Também nos lembrámos que o primeiro contato entre Portugal e o Japão foi por água: Em 1543, um navio Português chegou ao porto deTanegashima no sul do Japão e, assim, começou o comércio ultramarino entre o Japão e a Europa. O comércio até deixou a sua marca na língua japonesa, onde palavras como pão derivam do Português. Apreciámos o facto de duas artistas japonesas terem sido convidadas por Portugal para explorar a água do Rio Paiva, quase 500 anos depois. Imaginamos que algumas gotas de água que encontrámos durante a nossa residência devem ainda lembrar-se de levar o navio Português para a costa japonesa.

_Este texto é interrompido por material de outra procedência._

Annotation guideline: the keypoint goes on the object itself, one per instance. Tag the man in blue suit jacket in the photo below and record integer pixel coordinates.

Além disso, Masayo lembrou-se intensamente da sua experiência em Lil’wat, uma comunidade nativa canadiana em British Columbia, Canadá. O povo Lil’wat também vive com a natureza. O salmão que sobe o rio todos os verões, é o seu alimento principal,e pela pesca do salmão, há uma forte ligação entre o povo Lil’wat e o ciclo da vida. Disseram a Masayo que a água tem memória. Recorda-se de tudo o que toca. O povo Lil’wat costumava usar a água para fazer passar mensagens, e continuam a acreditar nos poderes comunicativos da água. Durante a residência, Masayo reforçou este entendimento da água.

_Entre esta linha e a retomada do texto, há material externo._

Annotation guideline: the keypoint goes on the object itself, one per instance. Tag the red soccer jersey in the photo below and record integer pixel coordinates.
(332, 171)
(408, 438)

Yasuno ficou profundamente tocada pela bondade e calor das pessoas e dos animais que conhecemos. Na simplicidade das suas vidas, viu uma bela harmonia entre os seres humanos e a natureza. Ela acredita que a água é como um espelho dos nossos corações. O fluxo do Rio Paiva reflete os corações puros das pessoas, e a água limpa os seus corações. Entendeu isto como sendo um conceito importante, como a baseda vida.

Com todas estas impressões, experiências e imaginações que reunimos durante a nossa residência, pensámos trazer as imagens e os sons do rio Paiva reunidos para outros lugares para dentro das nossas vidas diárias e para as cidades onde vivemos. Como faríamos isso? Quando fomos a Castro Daire despedirmo-nos de Yasuno, que nos deixou alguns dias antes de Masayo, vimos um homem a andar nas ruas, um guarda-chuva pendurado na golado casaco, nas suas costas. Foi uma imagem simples, quotidiana, e ao mesmo tempo poética. Um guarda-chuva poderia transportar os nossos pensamentos e imaginações, os sons e imagens entre diferentes lugares. Poderia trazer a experiência do Rio Paiva para as nossas cidades e vidas diárias. O nosso trabalho é continuar a nossa jornada com imagens e sons, como a água continua a sua viagem através do tempo e do espaço. Como a água carrega experiências e memórias, purificando o coração, podemos trazer um guarda-chuva para reunir e divulgar as nossas experiências e memórias para partilhar com os outros. Assim surgiu a ideia da instalação do guarda-chuva, onde o guarda-chuva está de cabeça para baixo, capturando, bem como emanando, sons e imagens. As nossas imagens e sons são como gotas de chuva, levando a memória da residência e do Rio Paiva, caindo suavemente nos nossos corações.

Yasuno Miyauchi, formada pela Universidade Gakugei de Tóquio, estudou composição musical clássica e moderna. De 2005 a 2007, tirou uma pós-graduação em IAMAS (Institute of Advanced Media Arts and Sciences), e estudou media art, música electrónica e composição algorítmica com o Prof. Masahiro Miwa. O âmago de seu trabalho é a composição e performance ao vivo, e tem vindo a colaborar com artistas de diferentes géneros, como filmes, dança e instalação. Por fim, desde 2006, trabalha com a artista de vídeo Masayo Kajimura.

Masayo Kajimura nasceu em 1976 em Berlim, Alemanha, numa segunda geração de imigrantes japoneses. Ela vive e trabalha principalmente como artista de vídeo. Masayo Kajimura realizou curtas-metragens, vídeo-instalações e peças colaborativas com dança e música. Mostrou os seus trabalhos a nível internacional, incluindo na Alemanha, Japão, Bulgária, Holanda, e E.U.A.; Por exemplo, no International Short Film Festival Oberhausen,Amsterdam Film Experience, ou Sibiu International Theater Festival.